Dayton, January 2, 1906

It seems that Capt. Ferber realized that it would require a year or two for the French Government to act, and, fearing another nation would anticipate it, he went to some wealthy friends and newspaper publishers and induced them to form a syndicate to purchase our invention and present it to the nation as a gift for war purposes. We have made an agreement by which the secret formulas communicated, not to the syndicate, but to the government direct. We give a license to manufacture only for government use. The syndicate cannot exploit the invention commercially. The members are not Aero-Club people, and have no wish to make the machine public. Their idea seems to be to secure their return in the shape of army promotions, or decorations of the "Legion of Honor," &c., &c. They are to post a forfeit of 25,000 francs by Febr. 5th, and deposit one million francs in a New York bank before April 5th, of which sum 750,000 frs. is to become ours absolutely as soon as we have delivered a machine to them, after a trial flight of 50 kilometers. The balance is to become ours absolutely after an interval not exceeding three months more, during which time we are to exercise diligence in imparting instruction, &c.

We agree to furnish no machine or instruction to any other nation or individuals until a period of three months from the delivery of the machine has expired. We reserve all rights to sell to other governments after that time. They figure that it will take other governments a year or two to act, and that France will accordingly obtain much more than three months’ start. M. Fordyce told us after the contract had been signed that his instructions had been to waste no words over the price but to make sure that the machine would do what we claimed. He returned thoroughly convinced. All that his associates were particular about was to ‘avoid being "hoaxed."’

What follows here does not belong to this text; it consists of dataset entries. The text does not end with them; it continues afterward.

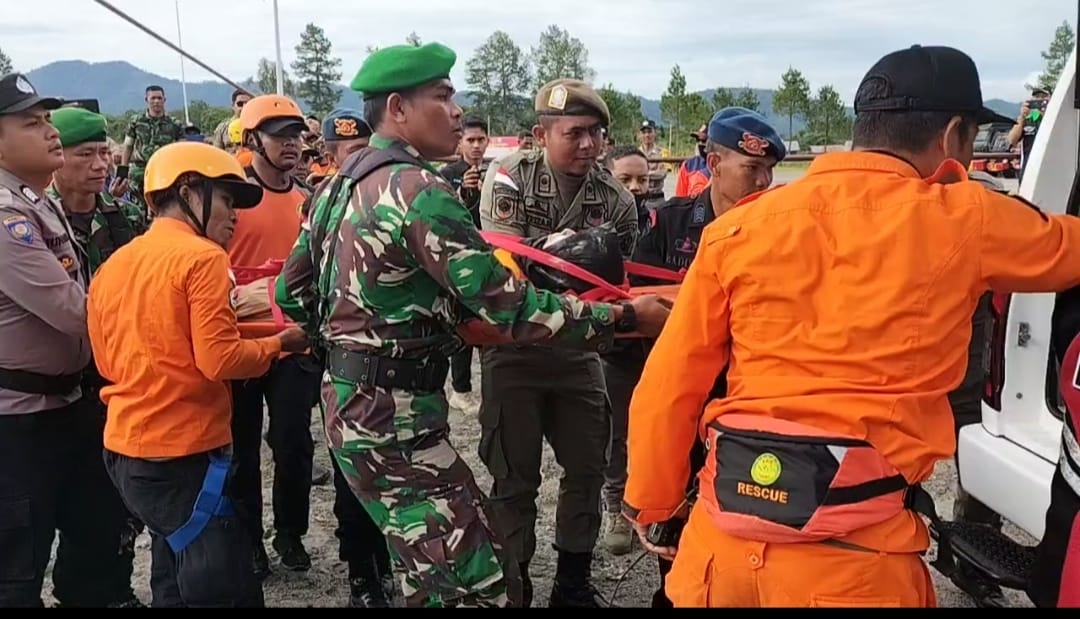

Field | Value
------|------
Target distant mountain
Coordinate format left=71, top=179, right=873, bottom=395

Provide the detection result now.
left=28, top=60, right=1021, bottom=134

We have just received a letter from the "Austrian Association of Builders" of Vienna, who, having seen that we are offering the invention to the French for 1 million francs, write to inquire whether they cannot become the purchasers for the purpose of presenting it to the Emperor Franz Joseph on the occasion of his 60[th] jubilee in 1908 as a national gift. The idea is to make it the star feature of the Vienna Exposition. If the idea of acquiring the machine in different countries by popular subscription should spread, we may, be able to secure all the remuneration we care for, and establish free trade in flying machines within a year or two. Nothing would suit us better, but we shall not begin counting our chickens until we are sure of them.

I am sending a few clippings. Those from Dayton papers you may keep as we have duplicates.